After holding Imagine Carolina, a student forum, last fall, the university announced in a campus-wide email the most common complaints among students. According to the email, students brought up concerns about advising, mental health resources and a lack of diversity in the student body and faculty.
“I think the priorities to a large extent were defined by the number of students who expressed concerns about a particular area,” USC President Michael Amiridis said.
Although complete solutions have not been made in the four months since the first conference, Amiridis said prioritizing students' needs and concerns is the goal of Imagine Carolina, but that first, it requires determining the most important areas of focus.
In his email across campus, Amiridis addressed student's issues with advising by announcing that USC will be changing it. Previously, Amiridis and Student Government have started restructuring the way students are advised no matter what college they're enrolled in.
Amiridis said the university will hire more advisors and transition to a comprehensive advising model, meaning how students are advised in their first year at USC will be the same as when they graduate.
The university has also made efforts to make mental health care more accessible like the new the Campus Well app announced last September. In the past, students have given up on scheduling an appointment with Mental Health Services after seeing the waiting list.
To offset long waiting lists and a lack of open appointments, the university now emphasizes outside events and programs that support mental health, including stigma-free USC, Thrive@Carolina or a partnership with Christy health services for online counseling. These programs came after a push from Student Body Vice President Maia Porzio, who's campaign focused on students' mental health.
“We don’t have the accommodations to physically put students in appointments, so it’s definitely been helpful to partner with them, to just have added so many opportunities for students to get one-on-one counseling,” Porzio said.

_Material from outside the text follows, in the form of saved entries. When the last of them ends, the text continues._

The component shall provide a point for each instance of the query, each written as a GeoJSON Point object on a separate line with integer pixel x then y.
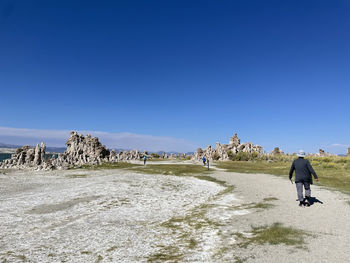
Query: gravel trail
{"type": "Point", "coordinates": [327, 222]}
{"type": "Point", "coordinates": [123, 216]}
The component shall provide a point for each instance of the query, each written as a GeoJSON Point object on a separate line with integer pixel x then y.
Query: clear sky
{"type": "Point", "coordinates": [275, 72]}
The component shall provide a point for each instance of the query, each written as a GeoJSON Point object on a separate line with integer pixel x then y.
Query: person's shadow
{"type": "Point", "coordinates": [313, 200]}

According to the Imagine Carolina report email, the university will direct $1 million to support mental health and wellness. The money will fund expanded access to 24/7 mental health services, including adding staff members directly to USC mental health support and ombuds services, which responds to suicide hotline calls and online mental health support.
Parking was also expressed as a major concern among USC students at Imagine Carolina. Third-year biological sciences student Eesha Gurav said she attended Imagine Carolina to specifically voice her feelings on diversity and parking.
"I resonated with there being more student parking," Gurav said, "there's just not a lot parking on campus during the day."
Amiridis said the university plans on announcing in February how it will work to add parking spaces to central campus, as well as expand transportation options going into fall 2023. For now, he encourages students to use the university's free shuttle system.
The university is also addressing the school's diversity with the implementation of a Graduation and Retention Council "to identify and remove the barriers that prevent on-time degree completion" for undergraduate students. The Diversity and Inclusion Advisory Committee will also become the President's Advisory Council on Diversity, Equity and Inclusion.
As of fall 2021, USC's undergraduate enrollment was just over 70% white, whereas the statewide USC system undergraduate enrollment was about 67% white. USC's faculty is 73% white and staff is 60% white. To combat this, the university plans on establishing a Bridge to Faculty program, which recruits underrepresented graduates to become professors.
Gurav said she would also like to see more representation among faculty and staff so that students may be able to relate more and talk about their experiences. For her, open discussions like the ones at Imagine Carolina are just the first step.
“There’s still a lot of students who didn’t go to this event ... there are thousands of students on campus, so I’d love to see more people going there,” Gurav said. “I want to see more action.”
USC plans on holding another Imagine Carolina, exclusively for faculty and staff, in Close-Hipp on Jan. 27.